What is a house deposit?
When it comes to taking out a loan to buy a house, lenders will ask you for a deposit. The amount varies depending on how much you’re borrowing and the value of the home you’re buying (your LVR), but the most “standard” deposit is 20% of the loan amount.
What payment methods can you use for a house deposit?
There are a number of different payment methods that can be used when paying for a house deposit, which we’ve written in detail about here. A few of the main ones include:
Cheque: Although not as popular as they used to be, cheques are still a valuable way of paying for a house deposit. They are especially useful in auctions when a small down-payment (usually 5%) of the house must be paid on the spot.
Savings account: Transferring the money directly from a savings account is probably one of the easiest ways to put a deposit on a house. There are no tricks or gimmicks – it is your money and we have plenty of tips to help you save up for it.
Guarantor: A guarantor is someone willing to take on the responsibility of paying off a loan if you’re ever unable to meet the repayment. Typically, these people are the borrower’s parents.
Financial Gift: Some parents like to give their children money for a deposit as a gift. Many lenders allow this; however, certain conditions usually apply.
Can you use your credit card for a house deposit?
It is possible in some cases to use your credit card for a house deposit; however, there are a couple of things to be wary of before trying this method.
First of all, borrowing money for a deposit on top of taking out a mortgage adds extra layers of unnecessary stress and financial risk. You can avoid mortgage stress and falling into unmanageable levels of debt by saving up for your deposit rather than racking up a credit card debt.

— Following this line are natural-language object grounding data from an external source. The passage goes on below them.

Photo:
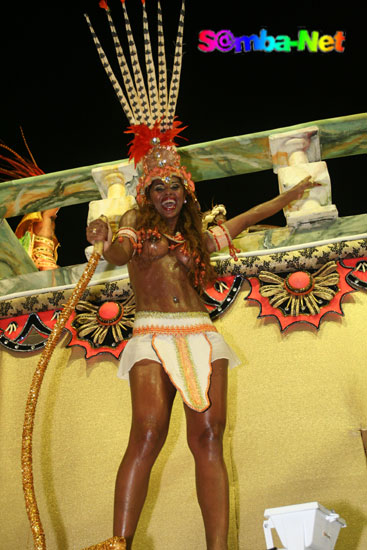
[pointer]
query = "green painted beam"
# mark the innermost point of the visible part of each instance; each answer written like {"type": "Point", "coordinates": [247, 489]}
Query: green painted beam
{"type": "Point", "coordinates": [340, 137]}
{"type": "Point", "coordinates": [14, 260]}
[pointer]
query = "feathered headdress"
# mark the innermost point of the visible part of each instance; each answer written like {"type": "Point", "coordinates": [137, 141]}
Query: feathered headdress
{"type": "Point", "coordinates": [149, 106]}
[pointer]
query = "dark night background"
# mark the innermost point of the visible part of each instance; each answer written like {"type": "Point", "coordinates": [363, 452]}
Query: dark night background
{"type": "Point", "coordinates": [53, 86]}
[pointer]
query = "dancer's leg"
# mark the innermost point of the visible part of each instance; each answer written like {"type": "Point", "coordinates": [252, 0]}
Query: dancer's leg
{"type": "Point", "coordinates": [205, 434]}
{"type": "Point", "coordinates": [152, 396]}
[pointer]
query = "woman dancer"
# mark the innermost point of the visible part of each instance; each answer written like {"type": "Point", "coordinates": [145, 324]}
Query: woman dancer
{"type": "Point", "coordinates": [174, 345]}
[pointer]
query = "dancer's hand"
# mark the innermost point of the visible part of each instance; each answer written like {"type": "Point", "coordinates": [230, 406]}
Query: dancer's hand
{"type": "Point", "coordinates": [99, 231]}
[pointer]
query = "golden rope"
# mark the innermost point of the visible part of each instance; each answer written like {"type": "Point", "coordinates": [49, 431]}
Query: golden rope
{"type": "Point", "coordinates": [30, 411]}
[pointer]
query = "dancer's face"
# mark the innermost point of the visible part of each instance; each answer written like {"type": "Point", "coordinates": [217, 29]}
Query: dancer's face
{"type": "Point", "coordinates": [168, 197]}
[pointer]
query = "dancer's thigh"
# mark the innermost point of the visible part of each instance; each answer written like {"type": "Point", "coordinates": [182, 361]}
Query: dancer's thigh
{"type": "Point", "coordinates": [152, 392]}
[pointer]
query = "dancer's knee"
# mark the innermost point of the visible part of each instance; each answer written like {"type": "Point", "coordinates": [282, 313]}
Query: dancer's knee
{"type": "Point", "coordinates": [147, 439]}
{"type": "Point", "coordinates": [208, 442]}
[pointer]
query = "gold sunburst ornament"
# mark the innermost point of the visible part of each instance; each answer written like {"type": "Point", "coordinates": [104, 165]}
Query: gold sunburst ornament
{"type": "Point", "coordinates": [94, 321]}
{"type": "Point", "coordinates": [300, 291]}
{"type": "Point", "coordinates": [300, 295]}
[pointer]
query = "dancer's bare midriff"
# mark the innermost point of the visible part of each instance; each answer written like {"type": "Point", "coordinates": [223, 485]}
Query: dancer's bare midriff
{"type": "Point", "coordinates": [160, 281]}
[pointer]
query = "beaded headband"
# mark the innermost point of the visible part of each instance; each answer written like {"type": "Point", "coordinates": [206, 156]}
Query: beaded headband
{"type": "Point", "coordinates": [149, 108]}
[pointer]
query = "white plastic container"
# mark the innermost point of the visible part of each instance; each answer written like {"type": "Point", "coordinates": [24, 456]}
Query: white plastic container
{"type": "Point", "coordinates": [307, 526]}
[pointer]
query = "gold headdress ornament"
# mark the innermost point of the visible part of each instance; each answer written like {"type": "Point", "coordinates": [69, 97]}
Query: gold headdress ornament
{"type": "Point", "coordinates": [149, 108]}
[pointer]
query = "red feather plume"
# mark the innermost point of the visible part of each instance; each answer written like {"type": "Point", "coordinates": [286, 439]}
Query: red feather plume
{"type": "Point", "coordinates": [141, 144]}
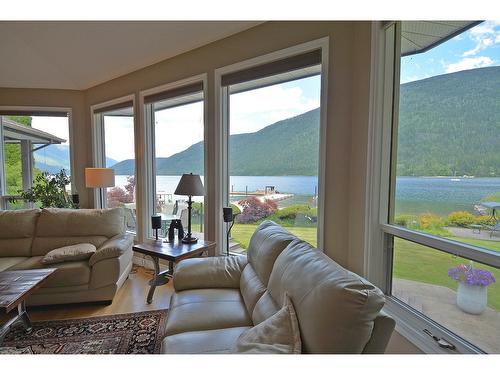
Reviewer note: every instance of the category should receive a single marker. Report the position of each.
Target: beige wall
(348, 41)
(59, 98)
(347, 114)
(347, 119)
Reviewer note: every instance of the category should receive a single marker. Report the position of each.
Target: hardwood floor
(130, 298)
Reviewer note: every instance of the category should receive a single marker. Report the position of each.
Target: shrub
(236, 210)
(430, 221)
(254, 209)
(49, 191)
(292, 211)
(492, 198)
(484, 220)
(117, 197)
(461, 218)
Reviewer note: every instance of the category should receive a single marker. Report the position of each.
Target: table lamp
(100, 178)
(190, 185)
(228, 217)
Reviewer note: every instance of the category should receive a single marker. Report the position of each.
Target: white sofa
(27, 235)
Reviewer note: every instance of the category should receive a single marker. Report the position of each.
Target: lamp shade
(190, 184)
(99, 177)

Secondly, many lenders will ask for a declaration of where the funds for your deposit came from. If a lender finds out that you are using credit card debt for the deposit, you are unlikely to be approved for a home loan because most lenders require that at least 5% or more of the purchase price is paid for using genuine savings, such as cash in your savings account or transaction account.
Thirdly, if a lender does accept your credit loan as a deposit, they will still view your home loan as high risk and treat it differently. It is likely that they will considerably lower the amount they’re willing to lend you, which may defeat the whole purpose.